The main difference between ENAGroup and TurkStat, said Ulusoy, is that his project measures and publishes prices daily as well as monthly, and that TurkStat sends its own researchers into the streets to collect prices, rather than using big data tools. Those software calculations, Ulusoy said, are spot-checked by his team. He insists they accurately reflect inflation in Turkey.

For most of the last year, ENAGroup’s inflation measures far exceeded TurkStat’s official gauge. Ulusoy said he now meets regularly with government officials in Ankara to explain his research. He said he does not expect the investigation to become more serious, but if it does, he thinks it would lead to a healthy public comparison with official inflation figures.

Economist Atilla Yesilada, an analyst at GlobalSource Partners who has studied inflation patterns in countries across the globe, said the government has plenty of incentive to keep official inflation figures lower – and to challenge alternative measures like ENAGroup’s – because public sector wages as well as pensions for retirees, for instance, are directly calculated based on inflation rates. Any hike in the official inflation rate, therefore, ends up costing the government.

And though lower official inflation figures may signal to observers outside of Turkey that the economy is not doing as badly as it may be, public perceptions inside Turkey are not as easy to manage, Yesilada told Al Jazeera.
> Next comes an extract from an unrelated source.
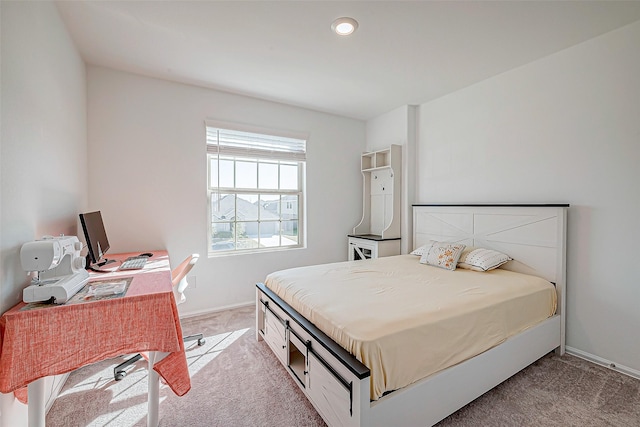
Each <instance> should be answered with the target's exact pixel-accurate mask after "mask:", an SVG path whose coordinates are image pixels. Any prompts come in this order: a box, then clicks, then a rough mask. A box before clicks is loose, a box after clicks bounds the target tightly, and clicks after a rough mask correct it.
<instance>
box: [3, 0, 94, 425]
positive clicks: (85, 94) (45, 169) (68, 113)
mask: <svg viewBox="0 0 640 427" xmlns="http://www.w3.org/2000/svg"><path fill="white" fill-rule="evenodd" d="M0 10H1V19H2V21H1V37H0V38H1V40H2V42H1V45H2V47H1V49H2V50H1V58H2V66H1V79H2V84H1V91H2V96H1V99H2V101H1V102H2V106H1V112H2V129H1V138H2V139H1V148H0V173H1V180H0V183H1V184H0V206H1V207H0V275H1V282H0V310H1V311H2V312H4V311H6V310H7V309H9V308H10V307H12V306H13V305H15V304H16V303H17V302H19V301H20V300H21V299H22V289H23V288H24V286H25V285H27V284H28V278H27V275H26V273H25V272H24V271H23V270H22V268H21V266H20V260H19V251H20V247H21V245H22V244H23V243H25V242H28V241H30V240H33V239H36V238H40V237H41V236H42V235H45V234H52V235H58V234H60V233H65V234H76V224H77V218H78V216H77V215H78V212H80V211H81V209H82V208H83V207H84V205H85V204H86V188H87V186H86V177H87V173H86V166H85V165H86V155H87V152H86V74H85V67H84V63H83V62H82V60H81V59H80V56H79V55H78V52H77V51H76V49H75V47H74V45H73V43H72V42H71V40H70V38H69V36H68V34H67V31H66V29H65V27H64V26H63V24H62V21H61V20H60V17H59V16H58V12H57V10H56V7H55V5H54V3H52V2H6V1H2V2H0ZM47 389H49V386H47ZM25 408H26V406H24V405H20V404H17V403H15V401H14V399H13V394H8V395H2V407H1V409H0V413H1V415H0V419H1V424H2V425H5V426H9V425H24V423H25V422H26V421H25V417H26V410H25Z"/></svg>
“We live with inflation in Turkey,” he said. “The biggest components of what we spend money on are food, rent, and transportation, and these are the kind of prices the average consumer faces on a daily or monthly basis. So if you are lying to them, it’s very obvious. It undermines trust in Erdogan and the AKP.”

He further warned that the Turkish public’s perceptions of inflation can also drive prices higher. “If people think inflation is close to 100 percent, anyone who has any bargaining ability, say in paying salaries or wages, or the prices they charge, pretends inflation is 100 percent,” he said. “So going forward, that is a disastrous situation.”

Karataş, who has discussed the inflation issue with TurkStat staff, said the body is not deliberately trying to manipulate any statistics, and in fact is following the same globally accepted methods it has used for decades.

“It’s not the case that Turkey is different in terms of its measurements,” he said. “If TUIK [TurkStat] is wrong, then the measurement is wrong for everyone [in the world], and if it is correct, then it is correct for everyone. In the end, we have to prove that someone is wrong. If you don’t believe TUIK, then you should prove it.”